Sur l’inefficacité de la police quant à la traque des bébés noirs, le ministre s’est réservé de ne pouvoir confirmer cette assertion. Bien au contraire, il a estimé qu’elle est très active. «La force publique travaille pour éradiquer ce phénomène. Il y a lieu de dire que la responsabilité incombe aussi aux parents. Voilà pourquoi, il faut utiliser les méthodes fortes. Quand on arrête un bébé noir, il faut aussi prendre le parent», a-t-il argué.

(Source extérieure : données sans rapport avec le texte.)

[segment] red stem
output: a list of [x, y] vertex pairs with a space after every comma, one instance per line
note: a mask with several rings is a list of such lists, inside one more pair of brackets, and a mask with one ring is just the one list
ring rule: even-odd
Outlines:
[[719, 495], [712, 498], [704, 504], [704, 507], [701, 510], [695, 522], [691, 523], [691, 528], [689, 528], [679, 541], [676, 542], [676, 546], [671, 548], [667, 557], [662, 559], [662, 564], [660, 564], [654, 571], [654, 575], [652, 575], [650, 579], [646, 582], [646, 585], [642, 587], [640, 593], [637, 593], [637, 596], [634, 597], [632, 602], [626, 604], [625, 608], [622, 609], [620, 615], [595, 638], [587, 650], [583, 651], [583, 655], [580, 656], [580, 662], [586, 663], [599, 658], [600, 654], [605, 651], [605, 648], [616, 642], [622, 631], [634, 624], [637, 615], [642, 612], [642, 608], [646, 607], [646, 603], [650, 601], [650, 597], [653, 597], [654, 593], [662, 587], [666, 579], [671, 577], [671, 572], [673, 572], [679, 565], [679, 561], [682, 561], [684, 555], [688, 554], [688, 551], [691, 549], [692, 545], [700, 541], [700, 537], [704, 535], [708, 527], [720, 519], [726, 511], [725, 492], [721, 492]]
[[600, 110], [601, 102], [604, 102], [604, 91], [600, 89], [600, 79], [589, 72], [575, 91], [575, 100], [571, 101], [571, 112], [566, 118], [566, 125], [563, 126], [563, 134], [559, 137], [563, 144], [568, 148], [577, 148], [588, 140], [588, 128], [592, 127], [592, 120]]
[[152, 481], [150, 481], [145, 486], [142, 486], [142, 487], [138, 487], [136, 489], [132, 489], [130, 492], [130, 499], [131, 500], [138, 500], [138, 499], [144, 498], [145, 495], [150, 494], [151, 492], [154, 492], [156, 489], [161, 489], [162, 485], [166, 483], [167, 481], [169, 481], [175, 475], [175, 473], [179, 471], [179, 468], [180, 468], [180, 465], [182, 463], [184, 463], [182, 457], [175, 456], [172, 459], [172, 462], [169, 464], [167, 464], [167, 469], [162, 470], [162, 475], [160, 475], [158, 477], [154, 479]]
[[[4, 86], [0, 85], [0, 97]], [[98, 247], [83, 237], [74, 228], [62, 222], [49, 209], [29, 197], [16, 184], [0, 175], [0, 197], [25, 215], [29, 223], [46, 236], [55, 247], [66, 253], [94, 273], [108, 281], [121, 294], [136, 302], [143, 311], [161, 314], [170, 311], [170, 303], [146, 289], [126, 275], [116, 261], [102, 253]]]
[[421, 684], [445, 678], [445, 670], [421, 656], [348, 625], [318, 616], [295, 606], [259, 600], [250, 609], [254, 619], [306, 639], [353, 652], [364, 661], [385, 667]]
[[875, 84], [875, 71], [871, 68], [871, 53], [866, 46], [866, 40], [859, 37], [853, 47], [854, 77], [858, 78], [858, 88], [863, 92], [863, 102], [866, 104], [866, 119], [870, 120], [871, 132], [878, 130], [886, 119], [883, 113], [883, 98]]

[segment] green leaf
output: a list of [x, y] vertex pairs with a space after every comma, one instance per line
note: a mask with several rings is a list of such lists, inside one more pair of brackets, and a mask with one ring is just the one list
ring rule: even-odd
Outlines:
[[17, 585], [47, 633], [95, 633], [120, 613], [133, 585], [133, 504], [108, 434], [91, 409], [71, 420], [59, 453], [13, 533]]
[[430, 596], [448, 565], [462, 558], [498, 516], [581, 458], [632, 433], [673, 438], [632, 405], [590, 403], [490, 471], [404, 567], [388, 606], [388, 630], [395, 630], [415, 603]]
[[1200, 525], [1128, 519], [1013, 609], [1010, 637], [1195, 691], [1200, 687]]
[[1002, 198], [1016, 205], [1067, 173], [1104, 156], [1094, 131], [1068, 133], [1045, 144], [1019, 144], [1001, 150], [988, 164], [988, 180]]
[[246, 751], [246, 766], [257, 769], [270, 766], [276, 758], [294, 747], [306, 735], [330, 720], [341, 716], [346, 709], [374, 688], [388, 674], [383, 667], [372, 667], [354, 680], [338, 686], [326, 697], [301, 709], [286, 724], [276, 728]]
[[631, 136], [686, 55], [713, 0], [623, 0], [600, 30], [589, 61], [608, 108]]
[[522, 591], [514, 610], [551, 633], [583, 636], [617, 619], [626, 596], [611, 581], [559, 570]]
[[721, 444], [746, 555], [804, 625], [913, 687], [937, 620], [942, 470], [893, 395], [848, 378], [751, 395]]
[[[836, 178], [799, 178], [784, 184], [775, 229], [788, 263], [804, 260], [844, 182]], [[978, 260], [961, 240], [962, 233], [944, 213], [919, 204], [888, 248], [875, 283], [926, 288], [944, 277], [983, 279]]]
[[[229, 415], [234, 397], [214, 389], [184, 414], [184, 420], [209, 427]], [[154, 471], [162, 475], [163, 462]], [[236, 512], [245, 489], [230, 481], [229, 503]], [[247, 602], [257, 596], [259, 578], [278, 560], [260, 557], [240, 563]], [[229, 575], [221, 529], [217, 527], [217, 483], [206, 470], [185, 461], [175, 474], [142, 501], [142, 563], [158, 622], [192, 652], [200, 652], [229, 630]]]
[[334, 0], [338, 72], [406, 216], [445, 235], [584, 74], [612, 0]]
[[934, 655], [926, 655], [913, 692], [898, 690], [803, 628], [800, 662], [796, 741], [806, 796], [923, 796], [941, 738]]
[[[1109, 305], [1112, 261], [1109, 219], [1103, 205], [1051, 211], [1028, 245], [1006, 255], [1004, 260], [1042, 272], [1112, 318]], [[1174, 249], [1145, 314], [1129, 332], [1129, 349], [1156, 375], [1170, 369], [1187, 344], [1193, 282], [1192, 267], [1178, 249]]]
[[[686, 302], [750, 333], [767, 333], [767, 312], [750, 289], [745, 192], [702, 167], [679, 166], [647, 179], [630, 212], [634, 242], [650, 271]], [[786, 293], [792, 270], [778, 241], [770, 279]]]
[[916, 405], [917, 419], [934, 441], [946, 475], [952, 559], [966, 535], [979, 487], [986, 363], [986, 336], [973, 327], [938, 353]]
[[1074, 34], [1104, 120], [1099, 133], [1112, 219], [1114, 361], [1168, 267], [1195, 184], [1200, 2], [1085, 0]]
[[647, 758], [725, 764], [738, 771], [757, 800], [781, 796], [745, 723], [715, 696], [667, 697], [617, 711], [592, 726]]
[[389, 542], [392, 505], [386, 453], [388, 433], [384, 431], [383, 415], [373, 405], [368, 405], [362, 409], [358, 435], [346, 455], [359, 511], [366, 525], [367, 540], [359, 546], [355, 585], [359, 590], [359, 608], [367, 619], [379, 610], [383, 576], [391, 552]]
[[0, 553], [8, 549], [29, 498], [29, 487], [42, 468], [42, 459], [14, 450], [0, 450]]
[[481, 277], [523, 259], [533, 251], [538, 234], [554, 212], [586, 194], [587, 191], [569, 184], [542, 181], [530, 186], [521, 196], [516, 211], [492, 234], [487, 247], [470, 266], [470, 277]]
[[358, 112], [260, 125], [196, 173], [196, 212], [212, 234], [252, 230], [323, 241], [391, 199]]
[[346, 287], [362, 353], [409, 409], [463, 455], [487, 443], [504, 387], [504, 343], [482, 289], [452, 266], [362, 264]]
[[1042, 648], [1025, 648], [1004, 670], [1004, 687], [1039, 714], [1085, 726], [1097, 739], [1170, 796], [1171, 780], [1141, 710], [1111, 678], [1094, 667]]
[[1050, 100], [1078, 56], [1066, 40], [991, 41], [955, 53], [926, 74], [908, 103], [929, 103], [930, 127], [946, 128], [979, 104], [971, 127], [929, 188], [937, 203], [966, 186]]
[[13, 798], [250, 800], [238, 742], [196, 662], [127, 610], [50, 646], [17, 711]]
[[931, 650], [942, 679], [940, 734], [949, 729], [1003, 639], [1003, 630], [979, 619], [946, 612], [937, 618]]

A son corps défendant, le ministre a fait savoir qu’il n’y a pas d’auxiliaires de police. «Ceux que vous voyez sont recrutés par les chefs de commissariat sur leurs propres initiatives. L’ayant constaté, j’ai ordonné leur sortie de toutes les structures de la police. Les laisser dans leur position, serait cautionner l’indiscipline des recruteurs», a affirmé Raymond Zéphirin Mboulou qui a rappelé que l’entrée à la police nationale se fait par voie de concours. Ce qui a fait rire les députés qui n’en croient pas, puisque la réalité est toute autre.
Par ailleurs, il a annoncé la reprise prochaine de la traversée par pirogue sur le Djoué. «Le temps que l’opération de ramassage des armes se fasse». Interrogé sur l’enquête sur la prétendue attaque terroriste déjouée visant les ambassades de France et des Etats-Unis, le 30 novembre 2017 où un Congolais de confession musulmane avait été arrêté, le ministre Thierry Lézin Moungalla, s’est défendu : «Je confirme avoir lu ce communiqué au nom du Gouvernement. Cette lecture, vous l’imaginez, n’était pas une initiative spontanée du porte-parole que je suis. Mais l’exécution d’une décision de ma hiérarchie qui considérait comme hautement nécessaire de rassurer l’opinion nationale, largement alerté ce jour-là. Il s’agit d’une affaire de sécurité, le porte-parole est certes l’expression publique de l’état, mais il n’est pas en charge des questions de sécurité. Votre questionnement m’emmène à vous dire que j’ai bien peur de ne pas être le véritable destinataire et pas le plus approprié de votre domaine d’éclaircissement tout à fait pertinent sur l’évolution de cette affaire», a-t-il souligné.
A signaler que l’identité du prévenu est inconnue jusqu’à ce jour. Et que des questions se posent sur la suite de cette enquête.